WikiIndaba conference 2018/Submissions/Growing Wikipedia Across Languages via Recommendation Systems

From Meta, a Wikimedia project coordination wiki
Submission no. 005
Title of the submission

Growing Wikipedia Across Languages via Recommendation Systems

Type of submission (lecture, panel, tutorial/workshop, roundtable discussion, lightning talk, birds of a feather discussion)


Note: I find the most effective type of session for this kind of presentation as an interactive lecture where I can present for 20-25 min the state of the research and then open up the floor for discussions to learn how we can use and expand the current technologies and the state of research to help the specific needs of Wikipedia/Wikimedia in African languages and Africa related content in all languages.

Author of the submission

User:LZia (WMF)

This research is a joint work with Robert West (EPFL), Tiziano Piccardi (EPFL), Michele Catasta (Stanford University), Diego Saez-Trumper (WMF) and Jure Leskovec (Stanford University).

Language of presentation


E-mail address


Country of origin
United States
Affiliation, if any (organisation, company etc.)
Wikimedia Foundation
Personal homepage or blog
User:LZia (WMF)
Abstract (up to 300 words to describe your proposal)

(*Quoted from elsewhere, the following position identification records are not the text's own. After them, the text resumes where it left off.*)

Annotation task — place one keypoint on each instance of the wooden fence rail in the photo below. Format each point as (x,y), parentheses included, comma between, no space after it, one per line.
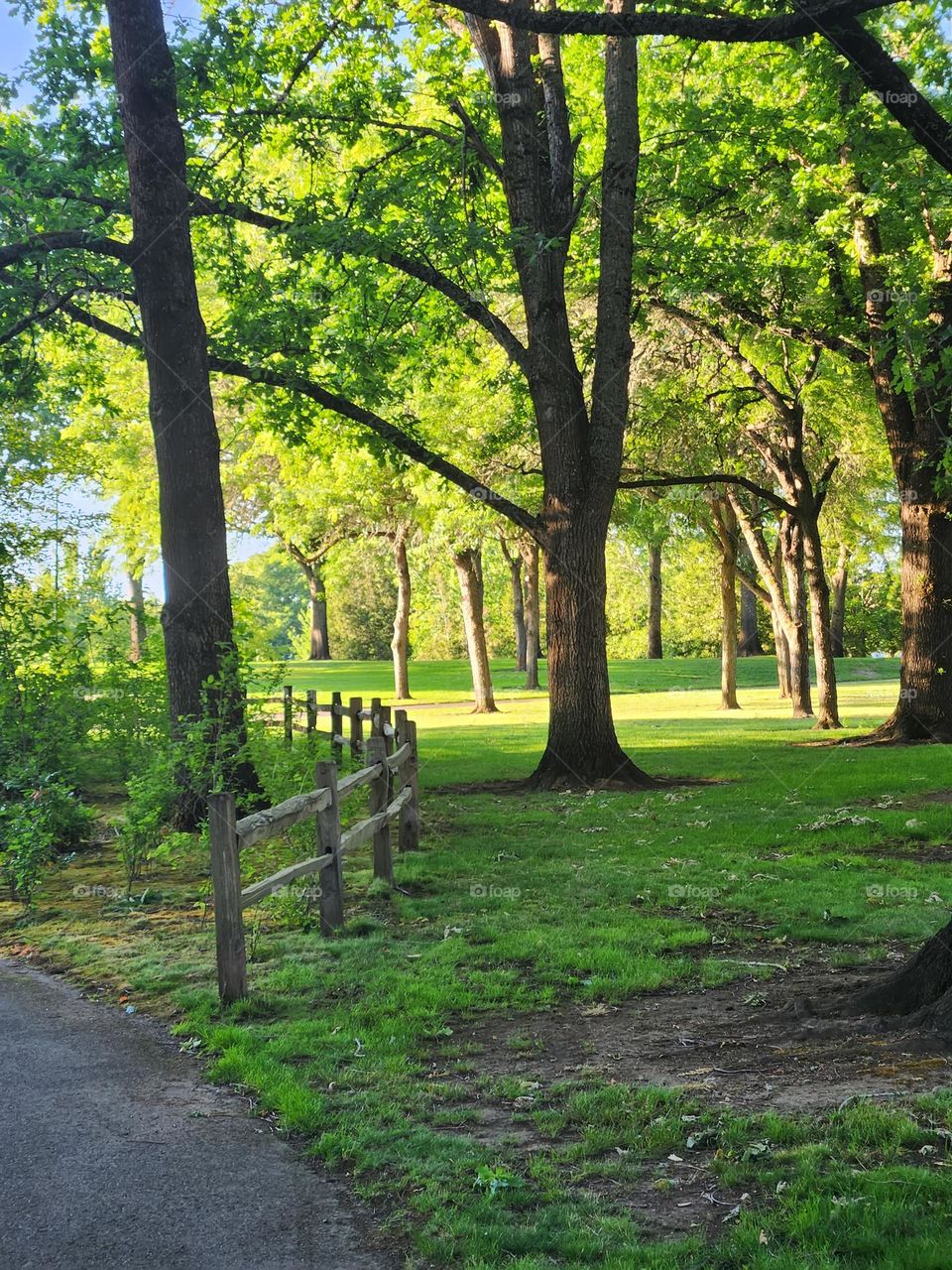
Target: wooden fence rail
(348,717)
(393,797)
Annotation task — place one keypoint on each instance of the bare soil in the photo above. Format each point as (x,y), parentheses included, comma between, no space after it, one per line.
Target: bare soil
(752,1046)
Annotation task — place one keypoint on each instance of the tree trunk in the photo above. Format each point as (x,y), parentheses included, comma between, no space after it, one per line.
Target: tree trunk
(749,643)
(782,647)
(530,557)
(137,613)
(468,570)
(320,638)
(838,611)
(729,631)
(924,708)
(583,748)
(654,603)
(197,617)
(798,629)
(515,562)
(828,706)
(400,644)
(920,991)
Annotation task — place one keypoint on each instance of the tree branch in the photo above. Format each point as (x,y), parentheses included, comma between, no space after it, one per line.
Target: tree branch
(809,21)
(64,240)
(295,382)
(712,479)
(431,277)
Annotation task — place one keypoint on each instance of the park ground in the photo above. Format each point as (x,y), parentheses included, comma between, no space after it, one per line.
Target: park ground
(585,1029)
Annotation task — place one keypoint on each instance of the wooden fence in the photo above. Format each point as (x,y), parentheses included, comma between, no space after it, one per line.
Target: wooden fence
(390,776)
(344,725)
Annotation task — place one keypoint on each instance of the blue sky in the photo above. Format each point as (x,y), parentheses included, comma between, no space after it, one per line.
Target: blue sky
(16,46)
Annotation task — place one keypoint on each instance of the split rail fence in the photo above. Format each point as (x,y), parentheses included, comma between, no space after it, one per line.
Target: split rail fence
(344,726)
(390,776)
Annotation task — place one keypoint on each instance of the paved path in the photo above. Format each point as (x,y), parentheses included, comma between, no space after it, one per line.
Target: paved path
(114,1156)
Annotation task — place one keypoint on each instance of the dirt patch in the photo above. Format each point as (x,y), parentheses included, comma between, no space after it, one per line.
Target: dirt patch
(752,1046)
(916,852)
(749,1046)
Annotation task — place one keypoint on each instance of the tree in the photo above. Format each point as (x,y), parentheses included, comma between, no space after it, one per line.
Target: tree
(197,619)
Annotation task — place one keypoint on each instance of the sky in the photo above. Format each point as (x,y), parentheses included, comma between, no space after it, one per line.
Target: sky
(16,45)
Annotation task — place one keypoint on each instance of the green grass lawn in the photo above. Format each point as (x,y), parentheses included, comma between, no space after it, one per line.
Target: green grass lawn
(449,681)
(521,905)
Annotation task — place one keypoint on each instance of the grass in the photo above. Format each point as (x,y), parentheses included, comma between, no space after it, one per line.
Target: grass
(520,903)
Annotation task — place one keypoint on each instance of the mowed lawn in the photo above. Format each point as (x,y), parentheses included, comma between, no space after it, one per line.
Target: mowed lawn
(520,905)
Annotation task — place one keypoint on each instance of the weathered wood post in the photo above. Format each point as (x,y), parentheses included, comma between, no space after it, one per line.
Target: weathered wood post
(289,714)
(329,843)
(381,788)
(226,883)
(356,726)
(336,728)
(386,728)
(409,834)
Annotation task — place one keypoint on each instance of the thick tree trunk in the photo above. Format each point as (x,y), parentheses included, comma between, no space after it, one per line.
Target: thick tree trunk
(468,570)
(137,613)
(400,644)
(530,558)
(749,644)
(826,703)
(729,631)
(838,606)
(798,630)
(654,603)
(919,991)
(924,708)
(320,636)
(583,748)
(197,619)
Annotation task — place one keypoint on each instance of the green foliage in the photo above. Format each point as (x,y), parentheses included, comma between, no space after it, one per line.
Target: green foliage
(143,830)
(40,817)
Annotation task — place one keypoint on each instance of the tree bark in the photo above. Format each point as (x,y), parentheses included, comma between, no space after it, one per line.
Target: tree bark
(320,636)
(838,608)
(516,566)
(530,558)
(400,644)
(197,617)
(916,426)
(797,627)
(749,644)
(821,625)
(580,440)
(137,613)
(468,571)
(654,603)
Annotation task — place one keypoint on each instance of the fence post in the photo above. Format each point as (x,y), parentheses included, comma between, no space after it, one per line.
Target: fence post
(356,726)
(329,843)
(380,801)
(289,714)
(226,883)
(336,728)
(409,837)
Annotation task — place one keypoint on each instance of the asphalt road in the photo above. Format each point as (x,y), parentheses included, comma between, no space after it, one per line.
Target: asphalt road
(114,1155)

Millions of articles are missing in Wikipedia across its more than 160 actively edited languages, and many of the articles that already exist have significant gaps of content. In English Wikipedia alone, only 1% of the more than 5 million articles have quality labels Good or better, 37% are stubs.

  • I present the state of research in identifying missing Wikipedia articles across languages. I show how we have used data mining approaches to find what articles are missing in a given Wikipedia languages, prioritized them, and built systems that would recommend such missing articles to editors that are interested to contribute to them. I present the result of the experiment that showed we can triple article creation rate in French Wikipedia using the existing editor community and without compromising on article quality.[1] I will present GapFinder [2], a tool that is designed to help interested editors find missing articles in their language based on their interests.
  • I will present the more recent state of this research which was partly motivated by our conversations with The Africa Destubathon organizers in 2016. In this second part, I will show you how we can use the content and structure of a given Wikipedia language as well as other Wikipedia languages to find missing sections in an already existing Wikipedia article and recommend them to editors for article expansion.[3]
  • Lastly, I will talk with you about what we know about the needs of the readers of Wikipedia from northern Africa and Sub-Saharan Africa (ongoing documentation), what we do not know and we should embark on learning, and reflect on some of the issues around bias in content and how we should overcome them on our way to knowledge equity.
What will attendees take away from this session?
  • Learn about the research and technology that can help editors improve content in African languages and/or about African content.
  • Learn more about Wikipedia readers from Africa and what we know about their needs.
  • At least one learning from the session that they can take and use in practice to (help) improve Wikipedia. :)
Theme of presentation
For workshops and discussions, what level is the intended audience?
Length of session (if other than 25 minutes, specify how long)
25 minutes

I would like to request a 55 minute session as knowledge gaps and how to work towards closing them is a big topic that can benefit from a more interactive presentation where both the audience and presenter can learn from each other. This is not intended to be a broadcasting presentation. :)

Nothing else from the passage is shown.